Polished stitch length adjust, and bobbin winding assembly

This is a very plain approach to bobbin winding--usually you see a heart shaped governor that guides thread left to right and back again dispensing thread evenly over the bobbin pin.  So until I ask more questions, I am thinking one has to hold on to the thread to guide it back and forth to fill the bobbin.  

The hand wheel is really big--bigger than I've seen on other machines.

Jerry believes the fancy designs could be hand painted rather than decalcomania (decals).  I noticed the hand painting is very faded (nearly non-existent) on the backside and top of the machine.

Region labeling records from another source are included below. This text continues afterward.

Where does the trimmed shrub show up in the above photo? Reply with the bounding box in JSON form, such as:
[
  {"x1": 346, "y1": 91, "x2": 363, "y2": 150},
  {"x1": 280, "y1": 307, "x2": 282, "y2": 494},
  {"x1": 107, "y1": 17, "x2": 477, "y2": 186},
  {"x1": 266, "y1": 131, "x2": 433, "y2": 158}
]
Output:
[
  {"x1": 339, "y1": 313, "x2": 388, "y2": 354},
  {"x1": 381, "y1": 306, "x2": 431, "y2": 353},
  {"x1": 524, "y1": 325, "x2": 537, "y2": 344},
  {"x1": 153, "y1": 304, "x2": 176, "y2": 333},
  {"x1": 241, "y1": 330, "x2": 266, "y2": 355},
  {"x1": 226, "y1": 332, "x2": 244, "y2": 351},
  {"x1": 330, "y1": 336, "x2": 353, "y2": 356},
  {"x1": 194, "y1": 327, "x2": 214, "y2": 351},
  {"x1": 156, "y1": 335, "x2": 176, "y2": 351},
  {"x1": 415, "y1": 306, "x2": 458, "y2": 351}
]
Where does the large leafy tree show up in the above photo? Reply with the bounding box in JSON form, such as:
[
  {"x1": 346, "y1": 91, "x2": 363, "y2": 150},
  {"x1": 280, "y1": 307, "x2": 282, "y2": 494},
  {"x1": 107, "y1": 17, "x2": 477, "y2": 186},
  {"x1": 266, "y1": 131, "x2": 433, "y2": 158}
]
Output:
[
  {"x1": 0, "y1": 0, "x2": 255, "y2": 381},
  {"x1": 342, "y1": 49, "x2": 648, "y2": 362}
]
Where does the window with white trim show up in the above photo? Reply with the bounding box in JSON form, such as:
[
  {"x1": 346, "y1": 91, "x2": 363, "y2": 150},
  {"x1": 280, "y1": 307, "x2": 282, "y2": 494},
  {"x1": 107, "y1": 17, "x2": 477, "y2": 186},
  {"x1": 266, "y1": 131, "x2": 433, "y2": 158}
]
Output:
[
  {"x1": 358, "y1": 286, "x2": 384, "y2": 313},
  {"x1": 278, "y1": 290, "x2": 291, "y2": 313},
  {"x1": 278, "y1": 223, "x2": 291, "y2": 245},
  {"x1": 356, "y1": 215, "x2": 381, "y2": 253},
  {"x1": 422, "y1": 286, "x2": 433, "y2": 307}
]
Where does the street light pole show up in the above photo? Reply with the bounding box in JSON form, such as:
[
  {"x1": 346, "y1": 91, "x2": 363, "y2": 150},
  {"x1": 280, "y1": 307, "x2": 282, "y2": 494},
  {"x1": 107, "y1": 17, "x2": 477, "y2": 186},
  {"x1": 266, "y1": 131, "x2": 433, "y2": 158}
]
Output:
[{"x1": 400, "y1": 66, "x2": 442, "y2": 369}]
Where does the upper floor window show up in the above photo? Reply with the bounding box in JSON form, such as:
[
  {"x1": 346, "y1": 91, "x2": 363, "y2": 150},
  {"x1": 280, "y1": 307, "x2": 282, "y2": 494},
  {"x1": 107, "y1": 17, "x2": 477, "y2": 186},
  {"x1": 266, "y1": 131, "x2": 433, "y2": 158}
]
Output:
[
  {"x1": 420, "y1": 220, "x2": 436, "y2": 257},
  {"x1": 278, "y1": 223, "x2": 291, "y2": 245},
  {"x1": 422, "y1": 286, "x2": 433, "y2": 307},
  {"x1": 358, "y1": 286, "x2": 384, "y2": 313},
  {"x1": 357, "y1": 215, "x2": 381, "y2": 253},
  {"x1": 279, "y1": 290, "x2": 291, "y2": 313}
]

I suppose it is the result of sun exposure in a window where one would sit to sew?

If you have more information about this Remington No. 5, please leave us a note.  I would love to hear from you.

This weekend, I'll work on the rusty wrought iron base, while Jon is making a new pitman rod.  I think I understand this correctly, as Jon showed me  the broken pitman rod--it is a wood arm with drilled holes--and it connects to the foot pedal and treadle wheel that turns the belt to power the sewing machine.


I saved the best information for last.  Looking over the machine cabinet Jon pointed out--some child wrote in pencil on the side of one of the cabinet drawers, "Gusta was sick today."  Oh my goodness, the second owner of our house Thomas and Maren Quien had three daughters and one son:  Ragnhild, Gusta, Peter, and Bessie.  I'm guessing this  Remington No. 5 Treadle Machine belonged to Maren Quien.  I'm so very happy.  Her sewing machine has come home.